Table of contents:


hadeb05

Due to JUMBO frames hadeb05 can stop receiving DHCP discovers from TRBs. Solution:
  • ifconfig eth0 down
  • modprobe -r sk98lin; modprobe sk98lin
  • ifconfig eth0 192.168.0.1 netmask 255.255.255.0 up
  • rcdhcpd restart

hadeb07

hadeb07 parameters:
  • SuSE 10.2
  • Hard disks: sda+sdb = 0.32TB, sdc+sdd = 1TB. The two last disks (sdc, sdd) were additionally put into the machine to serve as backup disks. They are not really fixed inside the machine: take care when moving the machine.
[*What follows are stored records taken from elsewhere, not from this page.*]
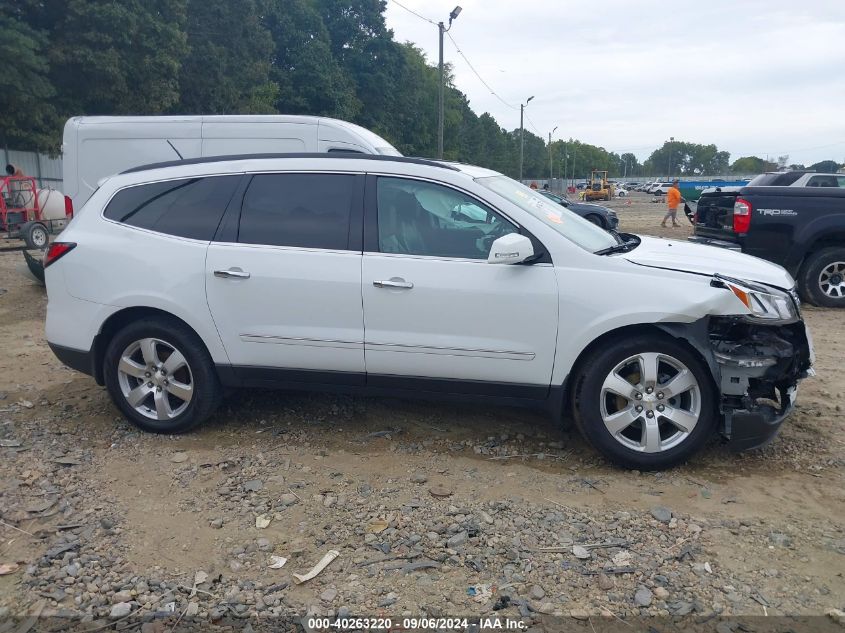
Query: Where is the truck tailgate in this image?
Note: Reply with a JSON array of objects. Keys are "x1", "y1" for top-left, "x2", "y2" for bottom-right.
[{"x1": 694, "y1": 192, "x2": 738, "y2": 241}]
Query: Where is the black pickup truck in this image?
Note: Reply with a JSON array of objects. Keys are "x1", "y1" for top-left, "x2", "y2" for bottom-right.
[{"x1": 690, "y1": 178, "x2": 845, "y2": 307}]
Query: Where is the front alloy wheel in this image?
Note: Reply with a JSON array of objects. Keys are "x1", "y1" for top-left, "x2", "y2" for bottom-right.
[
  {"x1": 600, "y1": 353, "x2": 701, "y2": 453},
  {"x1": 573, "y1": 334, "x2": 715, "y2": 470}
]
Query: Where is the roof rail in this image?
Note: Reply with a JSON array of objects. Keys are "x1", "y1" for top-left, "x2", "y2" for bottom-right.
[{"x1": 120, "y1": 153, "x2": 458, "y2": 175}]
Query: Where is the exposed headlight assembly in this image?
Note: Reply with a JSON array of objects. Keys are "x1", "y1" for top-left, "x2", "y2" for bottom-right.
[{"x1": 713, "y1": 275, "x2": 799, "y2": 323}]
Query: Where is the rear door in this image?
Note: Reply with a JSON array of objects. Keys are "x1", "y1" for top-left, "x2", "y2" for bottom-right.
[
  {"x1": 205, "y1": 172, "x2": 366, "y2": 386},
  {"x1": 361, "y1": 175, "x2": 558, "y2": 396}
]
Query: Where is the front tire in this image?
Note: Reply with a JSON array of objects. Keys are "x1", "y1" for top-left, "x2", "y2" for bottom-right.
[
  {"x1": 798, "y1": 247, "x2": 845, "y2": 307},
  {"x1": 103, "y1": 317, "x2": 221, "y2": 433},
  {"x1": 585, "y1": 214, "x2": 604, "y2": 228},
  {"x1": 572, "y1": 334, "x2": 716, "y2": 470}
]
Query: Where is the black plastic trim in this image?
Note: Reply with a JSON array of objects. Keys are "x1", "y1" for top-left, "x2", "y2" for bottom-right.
[
  {"x1": 217, "y1": 365, "x2": 550, "y2": 405},
  {"x1": 120, "y1": 153, "x2": 458, "y2": 175},
  {"x1": 48, "y1": 343, "x2": 95, "y2": 378}
]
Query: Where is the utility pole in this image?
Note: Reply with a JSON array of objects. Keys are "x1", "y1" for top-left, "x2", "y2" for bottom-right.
[
  {"x1": 437, "y1": 6, "x2": 462, "y2": 160},
  {"x1": 548, "y1": 126, "x2": 557, "y2": 186},
  {"x1": 666, "y1": 136, "x2": 674, "y2": 181},
  {"x1": 519, "y1": 96, "x2": 534, "y2": 182}
]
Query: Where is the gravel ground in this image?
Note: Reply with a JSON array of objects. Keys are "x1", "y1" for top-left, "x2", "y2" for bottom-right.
[{"x1": 0, "y1": 195, "x2": 843, "y2": 630}]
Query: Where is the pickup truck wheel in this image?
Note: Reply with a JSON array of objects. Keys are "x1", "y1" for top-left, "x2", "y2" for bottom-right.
[
  {"x1": 799, "y1": 248, "x2": 845, "y2": 307},
  {"x1": 573, "y1": 334, "x2": 716, "y2": 470},
  {"x1": 103, "y1": 317, "x2": 221, "y2": 433},
  {"x1": 585, "y1": 214, "x2": 604, "y2": 228}
]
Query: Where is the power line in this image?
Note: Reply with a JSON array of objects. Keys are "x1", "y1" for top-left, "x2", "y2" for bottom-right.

Nagios monitors the temperature of both disks.
  • Two 3GHz processors
  • 2GB memory

hadeb04 (remote backup system)

hadeb04 serves as a remote backup system.
  • Software: rsnapshot, executed 1 times a day (crontab -e)
  • Config file: /etc/rsnapshot.conf
  • Backup disk: /data/hadeb04/backup
  • Test mode: rsnapshot -t hourly

Fixes for rsnapshot on hadeb04:
  • WARNING: Could not lchown() symlink
    • Reason: perl Lchown module is missing
    • Fix: perl -MCPAN -e 'install qw(Lchown)'
  • ERROR: rsync returned error 12 in rsync_cleanup_after_native_cp_al()
    • Reason: old versions of rsync cannot hold the entire file list in memory at once when there are too many files to be rsynced.
    • Fix: upgrade to rsync 3.0.0 or newer. This uses an incremental recursion mode to avoid the need to hold the entire file list in memory.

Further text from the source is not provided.